I realize tonight that, due to my writing center shift, this is the first night in a week's time when I haven't been drinking to excess and/or drunk. Monday, Friday, and yesterday all involved margaritas at Tex Tubbs (which I have now begun to frequent at a very alarming rate, thanks to Red Headed Stepchild and blog newcomers Virtue and Vice,* whose fascination with the place borders on the obsessive), Tuesday was beers at game night, while Wednesday and Thursday both involved multiple pitchers at the Union (where, on Wednesday, Hambone and I soundly defeated Vice and her myriad of partners at an epic euchre series--a forerunner of things to come). And while I know that a decent chunk of the department will be out at the bar tonight welcoming the prospective students, I'm fairly sure I don't want to be drunk around them right now. I can't imagine I would have any words of encouragement to prospective grad students, other than to run away as fast as they can. So maybe I'll just have some scotch when I get home, to keep the trend going. Because tomorrow is my Ides of March drinking fest, where we celebrate the life and death of Caesar ("salad dressing dude!"). Is it sad that this is how I measure my life, or awesome? I think I'm going to go with awesome, at least until my doctor tells me otherwise.
Like the domestication of the dog, my dissertation continues unabated. I now have about 45 pages of my final chapter written, and hope to have a full draft done by Tuesday night. That and the drinking are the only ways I really have of delineating time these days. Otherwise, my life largely consists of moving from location to location, working in the Writing Center, and watching episodes of "Dr. Who" on Netflix. As I write this, I realize just how sad that sounds. Which you don't really notice if you're drinking as much as I've been. (And to be fair, I'm doing a lot of this drinking with friends, so that's all for the good.)
Hmm, what else? I realize that after a year, I should really have some fantastically amusing stories to tell. And I'm sure I do, but I can't for the life of me think of them as I sit here waiting for students to come. But I've only got to be here for another hour, so I've got that going for me.

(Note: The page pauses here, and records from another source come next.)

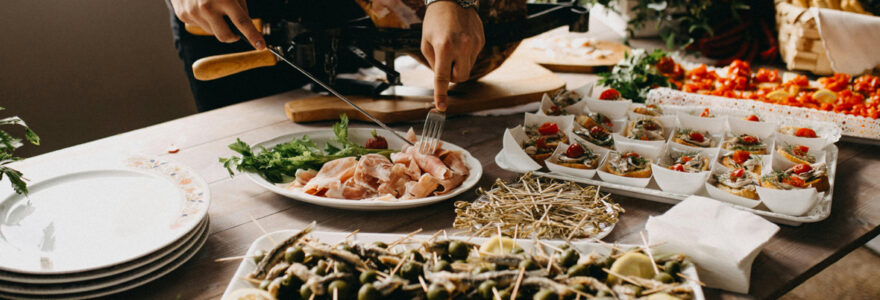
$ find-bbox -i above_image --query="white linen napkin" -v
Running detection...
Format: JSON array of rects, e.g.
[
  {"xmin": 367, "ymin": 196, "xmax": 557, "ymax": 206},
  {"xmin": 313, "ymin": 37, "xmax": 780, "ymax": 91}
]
[
  {"xmin": 645, "ymin": 196, "xmax": 779, "ymax": 293},
  {"xmin": 810, "ymin": 8, "xmax": 880, "ymax": 75}
]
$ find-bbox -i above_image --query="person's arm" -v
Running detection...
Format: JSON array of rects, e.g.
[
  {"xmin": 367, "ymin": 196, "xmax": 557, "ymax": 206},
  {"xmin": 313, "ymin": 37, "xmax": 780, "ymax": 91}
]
[
  {"xmin": 171, "ymin": 0, "xmax": 266, "ymax": 50},
  {"xmin": 422, "ymin": 0, "xmax": 486, "ymax": 111}
]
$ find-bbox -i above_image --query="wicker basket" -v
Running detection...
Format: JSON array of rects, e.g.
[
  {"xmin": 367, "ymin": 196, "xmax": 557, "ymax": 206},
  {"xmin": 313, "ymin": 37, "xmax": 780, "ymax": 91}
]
[{"xmin": 776, "ymin": 0, "xmax": 833, "ymax": 75}]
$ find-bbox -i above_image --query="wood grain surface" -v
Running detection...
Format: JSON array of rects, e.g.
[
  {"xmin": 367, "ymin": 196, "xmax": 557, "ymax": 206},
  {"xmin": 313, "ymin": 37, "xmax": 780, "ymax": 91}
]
[
  {"xmin": 284, "ymin": 59, "xmax": 565, "ymax": 123},
  {"xmin": 15, "ymin": 74, "xmax": 880, "ymax": 299}
]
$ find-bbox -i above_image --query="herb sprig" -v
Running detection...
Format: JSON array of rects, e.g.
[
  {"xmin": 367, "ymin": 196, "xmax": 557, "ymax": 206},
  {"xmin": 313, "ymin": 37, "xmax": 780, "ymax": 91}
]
[
  {"xmin": 220, "ymin": 115, "xmax": 396, "ymax": 183},
  {"xmin": 0, "ymin": 107, "xmax": 40, "ymax": 195},
  {"xmin": 599, "ymin": 49, "xmax": 669, "ymax": 103}
]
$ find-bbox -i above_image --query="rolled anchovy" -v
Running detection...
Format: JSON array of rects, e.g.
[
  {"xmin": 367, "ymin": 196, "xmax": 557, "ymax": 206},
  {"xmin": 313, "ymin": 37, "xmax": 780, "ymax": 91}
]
[{"xmin": 248, "ymin": 222, "xmax": 315, "ymax": 280}]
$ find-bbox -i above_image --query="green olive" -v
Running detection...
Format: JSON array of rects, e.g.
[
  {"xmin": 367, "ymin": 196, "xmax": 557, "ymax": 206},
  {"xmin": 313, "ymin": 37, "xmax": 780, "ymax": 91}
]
[
  {"xmin": 358, "ymin": 283, "xmax": 382, "ymax": 300},
  {"xmin": 333, "ymin": 261, "xmax": 352, "ymax": 274},
  {"xmin": 254, "ymin": 250, "xmax": 266, "ymax": 263},
  {"xmin": 566, "ymin": 264, "xmax": 590, "ymax": 277},
  {"xmin": 299, "ymin": 284, "xmax": 312, "ymax": 299},
  {"xmin": 449, "ymin": 241, "xmax": 470, "ymax": 259},
  {"xmin": 432, "ymin": 260, "xmax": 452, "ymax": 272},
  {"xmin": 428, "ymin": 284, "xmax": 449, "ymax": 300},
  {"xmin": 559, "ymin": 249, "xmax": 581, "ymax": 268},
  {"xmin": 406, "ymin": 250, "xmax": 425, "ymax": 262},
  {"xmin": 654, "ymin": 272, "xmax": 675, "ymax": 283},
  {"xmin": 532, "ymin": 289, "xmax": 559, "ymax": 300},
  {"xmin": 400, "ymin": 262, "xmax": 422, "ymax": 282},
  {"xmin": 284, "ymin": 246, "xmax": 306, "ymax": 264},
  {"xmin": 519, "ymin": 259, "xmax": 538, "ymax": 270},
  {"xmin": 477, "ymin": 280, "xmax": 498, "ymax": 299},
  {"xmin": 623, "ymin": 283, "xmax": 642, "ymax": 298},
  {"xmin": 327, "ymin": 280, "xmax": 348, "ymax": 299},
  {"xmin": 359, "ymin": 270, "xmax": 379, "ymax": 284},
  {"xmin": 663, "ymin": 260, "xmax": 681, "ymax": 280}
]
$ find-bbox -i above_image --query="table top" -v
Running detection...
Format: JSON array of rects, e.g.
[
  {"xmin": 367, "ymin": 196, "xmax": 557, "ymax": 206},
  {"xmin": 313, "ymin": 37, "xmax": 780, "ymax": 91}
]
[{"xmin": 15, "ymin": 74, "xmax": 880, "ymax": 299}]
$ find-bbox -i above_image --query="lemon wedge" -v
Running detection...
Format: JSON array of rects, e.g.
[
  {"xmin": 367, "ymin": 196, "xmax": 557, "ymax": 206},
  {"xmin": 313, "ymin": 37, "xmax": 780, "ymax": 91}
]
[
  {"xmin": 480, "ymin": 235, "xmax": 516, "ymax": 254},
  {"xmin": 642, "ymin": 293, "xmax": 681, "ymax": 300},
  {"xmin": 813, "ymin": 89, "xmax": 837, "ymax": 103},
  {"xmin": 607, "ymin": 252, "xmax": 655, "ymax": 284},
  {"xmin": 223, "ymin": 288, "xmax": 275, "ymax": 300},
  {"xmin": 767, "ymin": 90, "xmax": 792, "ymax": 102}
]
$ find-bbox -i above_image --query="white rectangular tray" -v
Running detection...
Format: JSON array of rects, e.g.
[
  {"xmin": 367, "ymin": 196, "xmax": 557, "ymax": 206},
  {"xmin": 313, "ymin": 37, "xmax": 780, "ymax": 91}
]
[
  {"xmin": 495, "ymin": 145, "xmax": 838, "ymax": 226},
  {"xmin": 221, "ymin": 229, "xmax": 706, "ymax": 300}
]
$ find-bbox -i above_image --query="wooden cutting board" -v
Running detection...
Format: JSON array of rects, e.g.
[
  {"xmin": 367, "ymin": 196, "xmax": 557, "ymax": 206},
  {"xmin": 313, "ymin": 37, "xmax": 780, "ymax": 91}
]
[
  {"xmin": 512, "ymin": 26, "xmax": 630, "ymax": 73},
  {"xmin": 284, "ymin": 58, "xmax": 565, "ymax": 123}
]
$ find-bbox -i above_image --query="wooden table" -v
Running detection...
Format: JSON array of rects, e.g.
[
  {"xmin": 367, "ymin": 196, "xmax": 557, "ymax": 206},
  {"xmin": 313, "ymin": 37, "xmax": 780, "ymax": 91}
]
[{"xmin": 17, "ymin": 74, "xmax": 880, "ymax": 299}]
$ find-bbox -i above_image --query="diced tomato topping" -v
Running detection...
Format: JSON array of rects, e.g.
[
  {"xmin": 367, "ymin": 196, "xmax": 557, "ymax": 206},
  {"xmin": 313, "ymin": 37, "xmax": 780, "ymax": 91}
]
[
  {"xmin": 782, "ymin": 175, "xmax": 807, "ymax": 187},
  {"xmin": 791, "ymin": 164, "xmax": 813, "ymax": 174},
  {"xmin": 599, "ymin": 89, "xmax": 620, "ymax": 100},
  {"xmin": 700, "ymin": 108, "xmax": 712, "ymax": 118},
  {"xmin": 730, "ymin": 150, "xmax": 752, "ymax": 165},
  {"xmin": 794, "ymin": 128, "xmax": 816, "ymax": 138},
  {"xmin": 623, "ymin": 152, "xmax": 639, "ymax": 158},
  {"xmin": 538, "ymin": 122, "xmax": 559, "ymax": 135},
  {"xmin": 688, "ymin": 131, "xmax": 706, "ymax": 143},
  {"xmin": 590, "ymin": 126, "xmax": 608, "ymax": 139},
  {"xmin": 730, "ymin": 169, "xmax": 746, "ymax": 181},
  {"xmin": 565, "ymin": 144, "xmax": 584, "ymax": 158},
  {"xmin": 535, "ymin": 138, "xmax": 547, "ymax": 148}
]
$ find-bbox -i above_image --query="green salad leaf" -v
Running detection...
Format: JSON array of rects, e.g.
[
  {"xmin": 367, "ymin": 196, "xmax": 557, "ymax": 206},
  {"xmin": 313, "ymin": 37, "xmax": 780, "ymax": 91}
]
[
  {"xmin": 220, "ymin": 115, "xmax": 397, "ymax": 183},
  {"xmin": 599, "ymin": 49, "xmax": 669, "ymax": 103}
]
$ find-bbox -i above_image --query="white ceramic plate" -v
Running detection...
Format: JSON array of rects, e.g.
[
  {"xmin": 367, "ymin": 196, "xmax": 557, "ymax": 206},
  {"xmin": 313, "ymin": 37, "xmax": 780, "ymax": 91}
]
[
  {"xmin": 0, "ymin": 217, "xmax": 210, "ymax": 299},
  {"xmin": 221, "ymin": 230, "xmax": 706, "ymax": 300},
  {"xmin": 245, "ymin": 128, "xmax": 483, "ymax": 210},
  {"xmin": 0, "ymin": 156, "xmax": 210, "ymax": 275},
  {"xmin": 0, "ymin": 218, "xmax": 208, "ymax": 284},
  {"xmin": 0, "ymin": 219, "xmax": 209, "ymax": 295}
]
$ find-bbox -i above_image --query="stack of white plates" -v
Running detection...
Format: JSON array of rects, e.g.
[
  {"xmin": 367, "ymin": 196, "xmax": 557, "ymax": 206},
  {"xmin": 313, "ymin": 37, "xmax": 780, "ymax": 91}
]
[{"xmin": 0, "ymin": 156, "xmax": 210, "ymax": 299}]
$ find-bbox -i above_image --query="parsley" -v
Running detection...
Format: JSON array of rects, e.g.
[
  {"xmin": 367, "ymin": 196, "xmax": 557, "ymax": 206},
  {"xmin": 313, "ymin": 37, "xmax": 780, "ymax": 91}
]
[
  {"xmin": 0, "ymin": 107, "xmax": 40, "ymax": 195},
  {"xmin": 599, "ymin": 49, "xmax": 669, "ymax": 103},
  {"xmin": 220, "ymin": 115, "xmax": 396, "ymax": 183}
]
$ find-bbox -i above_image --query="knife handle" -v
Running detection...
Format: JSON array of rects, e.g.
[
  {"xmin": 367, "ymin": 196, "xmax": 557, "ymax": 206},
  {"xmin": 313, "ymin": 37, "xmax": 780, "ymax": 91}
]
[
  {"xmin": 183, "ymin": 18, "xmax": 266, "ymax": 36},
  {"xmin": 193, "ymin": 49, "xmax": 278, "ymax": 80}
]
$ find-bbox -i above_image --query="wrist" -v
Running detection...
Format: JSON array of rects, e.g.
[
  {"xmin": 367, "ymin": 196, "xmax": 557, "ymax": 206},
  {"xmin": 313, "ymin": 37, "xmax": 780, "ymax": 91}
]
[{"xmin": 425, "ymin": 0, "xmax": 480, "ymax": 9}]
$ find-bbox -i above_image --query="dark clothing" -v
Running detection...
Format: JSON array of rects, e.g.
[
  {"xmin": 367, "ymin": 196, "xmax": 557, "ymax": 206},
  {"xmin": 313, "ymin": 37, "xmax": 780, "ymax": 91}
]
[{"xmin": 166, "ymin": 1, "xmax": 307, "ymax": 111}]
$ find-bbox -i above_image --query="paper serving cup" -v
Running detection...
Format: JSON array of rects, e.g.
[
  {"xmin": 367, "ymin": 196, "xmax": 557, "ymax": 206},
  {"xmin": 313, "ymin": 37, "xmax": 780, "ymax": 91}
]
[
  {"xmin": 544, "ymin": 143, "xmax": 608, "ymax": 179},
  {"xmin": 583, "ymin": 97, "xmax": 632, "ymax": 119},
  {"xmin": 501, "ymin": 125, "xmax": 541, "ymax": 173},
  {"xmin": 678, "ymin": 112, "xmax": 727, "ymax": 134},
  {"xmin": 597, "ymin": 141, "xmax": 663, "ymax": 188},
  {"xmin": 727, "ymin": 117, "xmax": 779, "ymax": 139},
  {"xmin": 651, "ymin": 144, "xmax": 718, "ymax": 195},
  {"xmin": 773, "ymin": 143, "xmax": 827, "ymax": 170},
  {"xmin": 758, "ymin": 186, "xmax": 824, "ymax": 216},
  {"xmin": 705, "ymin": 167, "xmax": 761, "ymax": 208}
]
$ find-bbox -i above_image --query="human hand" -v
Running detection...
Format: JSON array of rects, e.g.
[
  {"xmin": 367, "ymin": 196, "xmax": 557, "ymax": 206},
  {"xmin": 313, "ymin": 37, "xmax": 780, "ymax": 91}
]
[
  {"xmin": 422, "ymin": 1, "xmax": 486, "ymax": 111},
  {"xmin": 171, "ymin": 0, "xmax": 266, "ymax": 50}
]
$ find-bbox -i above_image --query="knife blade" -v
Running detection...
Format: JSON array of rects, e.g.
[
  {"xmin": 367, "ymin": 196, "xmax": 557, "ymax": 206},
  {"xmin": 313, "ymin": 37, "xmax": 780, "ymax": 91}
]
[{"xmin": 266, "ymin": 47, "xmax": 415, "ymax": 146}]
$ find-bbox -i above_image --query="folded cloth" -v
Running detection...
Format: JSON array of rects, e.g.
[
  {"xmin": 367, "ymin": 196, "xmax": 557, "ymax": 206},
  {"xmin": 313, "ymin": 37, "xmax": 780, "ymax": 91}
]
[
  {"xmin": 645, "ymin": 196, "xmax": 779, "ymax": 293},
  {"xmin": 810, "ymin": 8, "xmax": 880, "ymax": 74}
]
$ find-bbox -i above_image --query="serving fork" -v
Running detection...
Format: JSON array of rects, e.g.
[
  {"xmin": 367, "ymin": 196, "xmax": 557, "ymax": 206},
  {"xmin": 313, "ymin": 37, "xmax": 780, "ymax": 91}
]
[{"xmin": 419, "ymin": 108, "xmax": 446, "ymax": 154}]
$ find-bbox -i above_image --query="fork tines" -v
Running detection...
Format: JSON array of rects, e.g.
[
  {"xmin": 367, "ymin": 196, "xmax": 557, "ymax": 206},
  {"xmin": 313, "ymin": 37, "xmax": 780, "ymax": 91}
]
[{"xmin": 419, "ymin": 109, "xmax": 446, "ymax": 154}]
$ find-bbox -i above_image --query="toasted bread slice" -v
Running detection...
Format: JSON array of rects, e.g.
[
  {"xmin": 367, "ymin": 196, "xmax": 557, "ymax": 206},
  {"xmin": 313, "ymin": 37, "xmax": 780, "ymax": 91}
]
[
  {"xmin": 776, "ymin": 148, "xmax": 811, "ymax": 164},
  {"xmin": 715, "ymin": 183, "xmax": 758, "ymax": 200}
]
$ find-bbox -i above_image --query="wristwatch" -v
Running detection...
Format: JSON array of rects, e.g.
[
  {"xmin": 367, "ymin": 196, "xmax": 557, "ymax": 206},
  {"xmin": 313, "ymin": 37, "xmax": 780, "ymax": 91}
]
[{"xmin": 425, "ymin": 0, "xmax": 480, "ymax": 8}]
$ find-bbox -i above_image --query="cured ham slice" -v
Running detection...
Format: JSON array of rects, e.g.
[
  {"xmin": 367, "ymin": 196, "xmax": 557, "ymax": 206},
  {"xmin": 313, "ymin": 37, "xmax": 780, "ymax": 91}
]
[{"xmin": 303, "ymin": 157, "xmax": 357, "ymax": 198}]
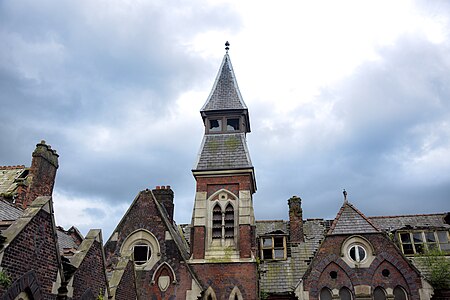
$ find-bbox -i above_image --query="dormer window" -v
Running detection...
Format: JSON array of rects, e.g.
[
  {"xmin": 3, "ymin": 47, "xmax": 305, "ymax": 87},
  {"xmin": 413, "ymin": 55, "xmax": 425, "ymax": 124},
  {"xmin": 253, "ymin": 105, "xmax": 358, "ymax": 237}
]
[
  {"xmin": 209, "ymin": 119, "xmax": 222, "ymax": 132},
  {"xmin": 207, "ymin": 116, "xmax": 242, "ymax": 133},
  {"xmin": 227, "ymin": 118, "xmax": 239, "ymax": 131}
]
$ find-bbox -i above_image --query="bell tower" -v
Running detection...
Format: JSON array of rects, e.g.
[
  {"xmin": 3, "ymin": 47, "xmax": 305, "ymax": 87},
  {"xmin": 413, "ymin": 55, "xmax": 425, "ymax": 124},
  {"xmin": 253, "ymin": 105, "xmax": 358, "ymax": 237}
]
[
  {"xmin": 191, "ymin": 46, "xmax": 256, "ymax": 261},
  {"xmin": 189, "ymin": 42, "xmax": 257, "ymax": 299}
]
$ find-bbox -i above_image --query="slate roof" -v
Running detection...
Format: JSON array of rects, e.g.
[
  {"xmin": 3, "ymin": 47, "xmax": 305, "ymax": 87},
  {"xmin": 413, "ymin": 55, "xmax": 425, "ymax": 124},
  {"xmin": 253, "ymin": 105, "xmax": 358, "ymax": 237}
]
[
  {"xmin": 369, "ymin": 213, "xmax": 450, "ymax": 231},
  {"xmin": 194, "ymin": 133, "xmax": 253, "ymax": 170},
  {"xmin": 201, "ymin": 54, "xmax": 247, "ymax": 111},
  {"xmin": 328, "ymin": 202, "xmax": 380, "ymax": 234},
  {"xmin": 0, "ymin": 166, "xmax": 26, "ymax": 194}
]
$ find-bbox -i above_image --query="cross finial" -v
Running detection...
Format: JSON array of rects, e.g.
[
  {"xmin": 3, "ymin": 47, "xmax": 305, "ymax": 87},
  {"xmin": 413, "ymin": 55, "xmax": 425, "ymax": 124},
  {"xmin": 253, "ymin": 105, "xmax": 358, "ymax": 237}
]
[{"xmin": 225, "ymin": 41, "xmax": 230, "ymax": 53}]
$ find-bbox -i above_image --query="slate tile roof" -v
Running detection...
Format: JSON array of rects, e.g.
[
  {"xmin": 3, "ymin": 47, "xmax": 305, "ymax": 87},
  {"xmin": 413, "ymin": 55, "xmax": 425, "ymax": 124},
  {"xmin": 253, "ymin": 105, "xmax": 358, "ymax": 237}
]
[
  {"xmin": 194, "ymin": 133, "xmax": 252, "ymax": 170},
  {"xmin": 328, "ymin": 202, "xmax": 380, "ymax": 234},
  {"xmin": 369, "ymin": 213, "xmax": 450, "ymax": 231},
  {"xmin": 0, "ymin": 199, "xmax": 23, "ymax": 221},
  {"xmin": 0, "ymin": 166, "xmax": 26, "ymax": 194},
  {"xmin": 201, "ymin": 54, "xmax": 247, "ymax": 111}
]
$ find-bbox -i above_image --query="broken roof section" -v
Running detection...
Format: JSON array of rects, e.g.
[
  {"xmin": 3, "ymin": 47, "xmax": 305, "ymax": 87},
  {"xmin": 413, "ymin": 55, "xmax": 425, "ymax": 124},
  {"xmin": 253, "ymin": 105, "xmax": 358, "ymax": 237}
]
[
  {"xmin": 201, "ymin": 54, "xmax": 247, "ymax": 112},
  {"xmin": 328, "ymin": 202, "xmax": 380, "ymax": 234}
]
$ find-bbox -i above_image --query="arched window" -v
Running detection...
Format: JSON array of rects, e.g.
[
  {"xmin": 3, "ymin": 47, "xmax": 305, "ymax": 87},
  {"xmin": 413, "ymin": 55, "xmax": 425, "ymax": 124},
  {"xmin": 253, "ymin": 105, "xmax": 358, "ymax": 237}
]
[
  {"xmin": 225, "ymin": 203, "xmax": 234, "ymax": 239},
  {"xmin": 212, "ymin": 203, "xmax": 222, "ymax": 239},
  {"xmin": 339, "ymin": 287, "xmax": 352, "ymax": 300},
  {"xmin": 394, "ymin": 286, "xmax": 408, "ymax": 300},
  {"xmin": 373, "ymin": 287, "xmax": 387, "ymax": 300},
  {"xmin": 319, "ymin": 288, "xmax": 333, "ymax": 300}
]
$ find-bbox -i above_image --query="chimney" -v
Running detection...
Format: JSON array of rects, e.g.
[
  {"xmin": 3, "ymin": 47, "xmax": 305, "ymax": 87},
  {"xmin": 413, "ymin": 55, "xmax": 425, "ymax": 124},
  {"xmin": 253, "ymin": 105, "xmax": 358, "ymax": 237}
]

Maybe I'll just read some; been working my way through Saturday and Gilead, swapping from one to the other as my mood dictates. Though I did spend a lot of today reading the new Star Wars novel instead, I'm not ashamed to admit. Given that I also walked about nine miles today and only slept for five hours (lousy daylight savings time *shakes fist at skies*), I feel perfectly justified in a little mindless popcorn fiction. In a perfect world, I could just throw my headphones in and watch more "Dr. Who." But people might frown on that. And by people, I mean the Writing Center director, were he to hear about it. Seeing as how I like money, I choose not to offend him in any way possible.
Guess I'll sign off for now, then. If I come up with any new insights before 9:30, I'll see what I can add. Otherwise, I may start posting again more regularly, I may not. Who can say? Till then, Dubs out.
*For the uninformed, Virtue and Vice are roommates, both in the department, who have become additions to our cavalcade of whimsy over the past year. Vice isn't particularly viceful, but Virtue already had that nickname, and seeing as how they're a pair attached at the hip, I'm content arbitrarily applying the term. (T, you'd particularly enjoy Virtue, who has this year discovered the joys of everything Brideshead [both textually and in Jeremy Irons], extols the pleasures of Wodehouse, and, despite the fact that she's a Medievalist, still has otherwise excellent taste. We're planning an Oxford party for later in the year, which will be glorious.)